3. The non-contact cognitive load assessment method based on infrared thermal imaging according to claim 1, characterized in that, The step S3, which involves denoising the original respiratory signal and extracting respiratory features in the time and frequency domains, includes the following steps: S301. Bandpass filter is applied to the raw respiratory signal obtained in step S206. S302. Remove baseline drift of the respiratory signal after bandpass filtering; S303. Subtract the mean value from the respiratory signal after removing baseline drift, and remove the DC component to obtain the denoised respiratory signal. S304. First, locate the peaks and troughs of the denoised respiratory signal, and extract the respiratory rate and minute ventilation as the overall features of the respiratory signal. Then, calculate the mean, standard deviation, root mean square, and coefficient of variation of five feature sequences: mean tidal volume, ratio of inspiratory to expiratory time, proportion of inspiratory time, inspiratory amplitude, and expiratory amplitude, respectively, as respiratory variability features. Use the overall features of the respiratory signal and the respiratory variability features as the time-domain features of the respiratory signal. S305. Calculate the power spectrum of the denoised respiratory signal and extract the power spectrum in the ranges of 0.1-0.2Hz, 0.2-0.3Hz, 0.3-0.4Hz and 0.4-0.5Hz as the frequency domain features of the respiratory signal. S306. Combine the time-domain features and frequency-domain features to form a respiratory feature vector. Subtract the respiratory vector features under the cognitive task from the respiratory vector features under the sitting state to obtain the baseline-removed respiratory feature sample.
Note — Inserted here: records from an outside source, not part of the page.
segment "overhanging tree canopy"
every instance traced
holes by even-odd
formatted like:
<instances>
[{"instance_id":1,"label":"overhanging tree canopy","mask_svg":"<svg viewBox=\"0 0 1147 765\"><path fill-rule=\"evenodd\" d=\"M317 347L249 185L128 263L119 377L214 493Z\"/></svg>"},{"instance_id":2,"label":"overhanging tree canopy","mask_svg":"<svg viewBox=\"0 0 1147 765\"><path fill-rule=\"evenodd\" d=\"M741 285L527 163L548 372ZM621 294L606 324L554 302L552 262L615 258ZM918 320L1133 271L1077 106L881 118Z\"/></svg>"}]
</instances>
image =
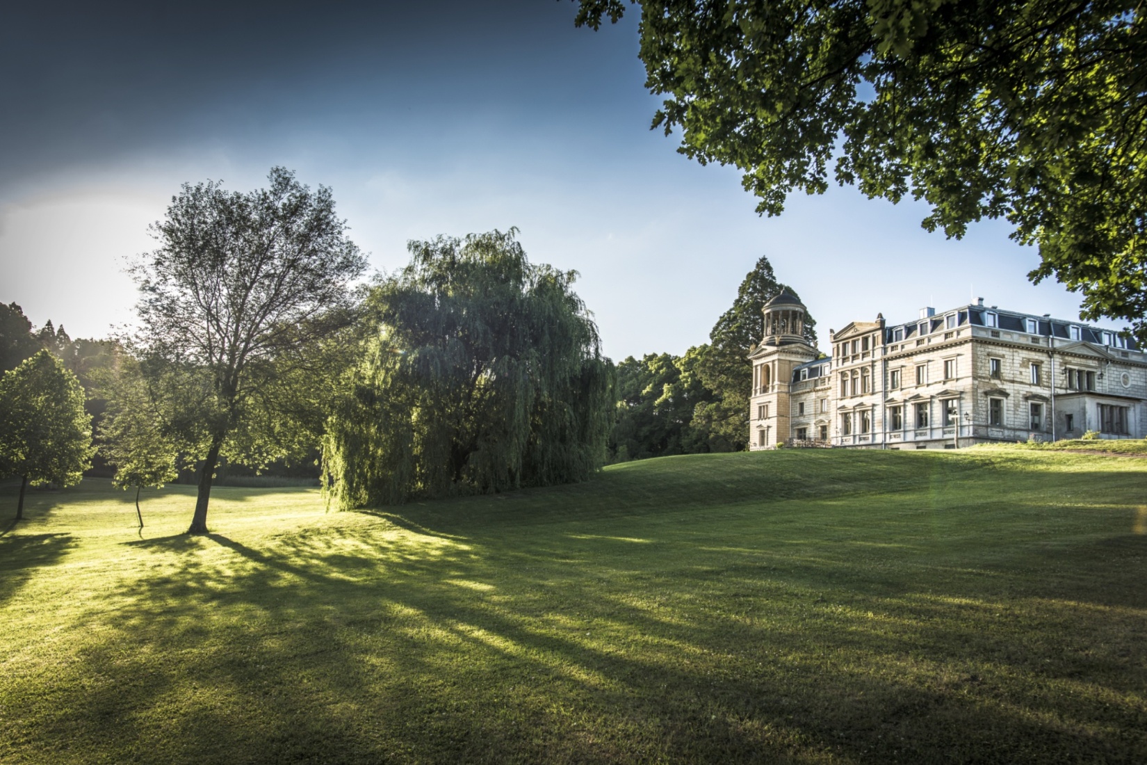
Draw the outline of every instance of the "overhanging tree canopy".
<instances>
[{"instance_id":1,"label":"overhanging tree canopy","mask_svg":"<svg viewBox=\"0 0 1147 765\"><path fill-rule=\"evenodd\" d=\"M604 460L611 365L571 287L507 233L411 242L328 423L341 507L582 481Z\"/></svg>"},{"instance_id":2,"label":"overhanging tree canopy","mask_svg":"<svg viewBox=\"0 0 1147 765\"><path fill-rule=\"evenodd\" d=\"M1147 30L1138 0L641 0L654 126L733 164L758 211L911 194L960 236L1006 218L1029 276L1147 342ZM577 23L624 0L580 0Z\"/></svg>"}]
</instances>

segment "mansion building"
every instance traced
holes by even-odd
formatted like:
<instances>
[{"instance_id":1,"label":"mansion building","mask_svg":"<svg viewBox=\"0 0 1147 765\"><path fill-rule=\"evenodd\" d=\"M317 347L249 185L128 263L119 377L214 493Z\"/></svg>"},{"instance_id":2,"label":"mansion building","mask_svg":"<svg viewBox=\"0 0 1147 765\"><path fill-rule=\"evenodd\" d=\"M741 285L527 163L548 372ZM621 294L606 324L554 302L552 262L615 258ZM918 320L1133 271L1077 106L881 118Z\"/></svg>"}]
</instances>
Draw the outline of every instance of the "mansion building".
<instances>
[{"instance_id":1,"label":"mansion building","mask_svg":"<svg viewBox=\"0 0 1147 765\"><path fill-rule=\"evenodd\" d=\"M1147 353L1117 333L984 306L804 336L782 291L749 353L750 448L959 448L986 442L1147 436Z\"/></svg>"}]
</instances>

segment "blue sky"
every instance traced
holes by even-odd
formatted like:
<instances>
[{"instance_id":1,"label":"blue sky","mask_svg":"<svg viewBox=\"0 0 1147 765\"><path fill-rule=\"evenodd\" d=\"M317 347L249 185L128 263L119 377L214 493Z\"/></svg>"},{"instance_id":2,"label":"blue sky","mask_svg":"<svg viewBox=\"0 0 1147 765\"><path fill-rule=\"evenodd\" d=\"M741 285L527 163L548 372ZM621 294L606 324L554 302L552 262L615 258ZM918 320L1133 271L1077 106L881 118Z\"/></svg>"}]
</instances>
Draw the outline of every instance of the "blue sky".
<instances>
[{"instance_id":1,"label":"blue sky","mask_svg":"<svg viewBox=\"0 0 1147 765\"><path fill-rule=\"evenodd\" d=\"M593 32L547 0L26 5L0 23L0 300L72 336L131 321L125 258L181 182L245 190L272 165L330 186L377 270L412 239L517 226L580 272L617 359L705 342L762 255L822 344L974 296L1078 314L999 221L949 241L852 188L758 217L735 169L649 130L635 13Z\"/></svg>"}]
</instances>

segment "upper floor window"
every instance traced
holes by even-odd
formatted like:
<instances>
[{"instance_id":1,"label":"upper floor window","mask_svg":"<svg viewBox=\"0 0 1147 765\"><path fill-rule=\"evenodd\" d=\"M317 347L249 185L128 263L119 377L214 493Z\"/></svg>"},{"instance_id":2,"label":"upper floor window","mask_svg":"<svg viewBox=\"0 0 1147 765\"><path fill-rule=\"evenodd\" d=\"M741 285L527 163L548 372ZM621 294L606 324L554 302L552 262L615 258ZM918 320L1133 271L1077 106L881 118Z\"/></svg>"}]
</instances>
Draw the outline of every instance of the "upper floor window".
<instances>
[{"instance_id":1,"label":"upper floor window","mask_svg":"<svg viewBox=\"0 0 1147 765\"><path fill-rule=\"evenodd\" d=\"M1095 373L1087 369L1068 369L1068 388L1071 390L1095 390Z\"/></svg>"},{"instance_id":2,"label":"upper floor window","mask_svg":"<svg viewBox=\"0 0 1147 765\"><path fill-rule=\"evenodd\" d=\"M1102 432L1126 435L1128 434L1128 407L1111 406L1109 404L1099 405L1099 429Z\"/></svg>"},{"instance_id":3,"label":"upper floor window","mask_svg":"<svg viewBox=\"0 0 1147 765\"><path fill-rule=\"evenodd\" d=\"M990 398L990 399L988 399L988 424L990 424L990 426L1002 426L1004 424L1004 399L1002 398Z\"/></svg>"}]
</instances>

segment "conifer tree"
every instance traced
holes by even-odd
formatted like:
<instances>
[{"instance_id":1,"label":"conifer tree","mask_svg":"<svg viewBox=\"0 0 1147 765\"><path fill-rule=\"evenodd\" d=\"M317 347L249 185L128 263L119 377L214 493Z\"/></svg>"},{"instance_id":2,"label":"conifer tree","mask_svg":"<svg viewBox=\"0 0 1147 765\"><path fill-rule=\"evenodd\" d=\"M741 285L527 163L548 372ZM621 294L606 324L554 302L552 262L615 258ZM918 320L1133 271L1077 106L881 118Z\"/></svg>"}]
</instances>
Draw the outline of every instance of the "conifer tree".
<instances>
[{"instance_id":1,"label":"conifer tree","mask_svg":"<svg viewBox=\"0 0 1147 765\"><path fill-rule=\"evenodd\" d=\"M84 389L48 351L0 377L0 476L18 476L16 520L24 517L31 483L79 483L94 448Z\"/></svg>"},{"instance_id":2,"label":"conifer tree","mask_svg":"<svg viewBox=\"0 0 1147 765\"><path fill-rule=\"evenodd\" d=\"M709 345L702 346L697 375L715 395L697 406L693 428L708 434L711 451L743 451L749 445L752 367L748 356L764 335L762 309L786 289L796 295L791 287L777 281L768 258L762 256L738 288L733 305L713 325ZM817 322L807 314L804 336L811 345L817 345Z\"/></svg>"}]
</instances>

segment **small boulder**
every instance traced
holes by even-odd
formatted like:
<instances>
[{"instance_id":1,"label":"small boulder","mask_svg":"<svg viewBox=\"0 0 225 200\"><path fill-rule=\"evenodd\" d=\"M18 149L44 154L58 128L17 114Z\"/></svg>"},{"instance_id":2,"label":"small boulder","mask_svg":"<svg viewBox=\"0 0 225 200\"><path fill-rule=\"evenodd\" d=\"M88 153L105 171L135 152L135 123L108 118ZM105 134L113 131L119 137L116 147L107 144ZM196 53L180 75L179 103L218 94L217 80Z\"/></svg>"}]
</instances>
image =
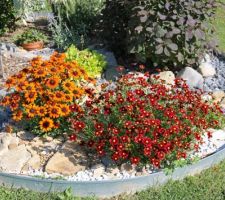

4. The non-contact cognitive load assessment method based on infrared thermal imaging according to claim 1, characterized in that, The step S4, which involves constructing a cognitive load level classification model based on extracted respiratory features after feature selection, includes the following steps: S401. Collect respiratory feature samples from several test subjects, label the baseline-removed respiratory feature samples, set the label of samples performing low-load cognitive tasks to 0, and set the label of samples performing high-load cognitive tasks to 1, and construct a respiratory feature set. S402. Divide the respiratory feature set into a training set and a test set according to the proportion; S403. Use the recursive feature elimination algorithm to filter the labeled respiratory feature set and select the best feature subset. S404. The best feature subset obtained is fed into a random forest for training to construct a mapping relationship between respiratory features and cognitive load level, thus obtaining a constructed cognitive load level classification model.

5. The non-contact cognitive load assessment method based on infrared thermal imaging according to claim 1, characterized in that, Step S5 involves extracting respiratory feature samples from the test subject and inputting them into the cognitive load level classification model to assess the test subject's cognitive load level. This step includes the following steps: S501. Use an infrared thermal imager to capture facial video of the test subject during a cognitive task and segment it into facial images. S502. After steps S2 and S3, the respiratory characteristic sample of the test subject is obtained; S503. Input the obtained respiratory feature samples into the cognitive load level classification model constructed in step S404, and determine the level of cognitive load based on the label output by the classification model.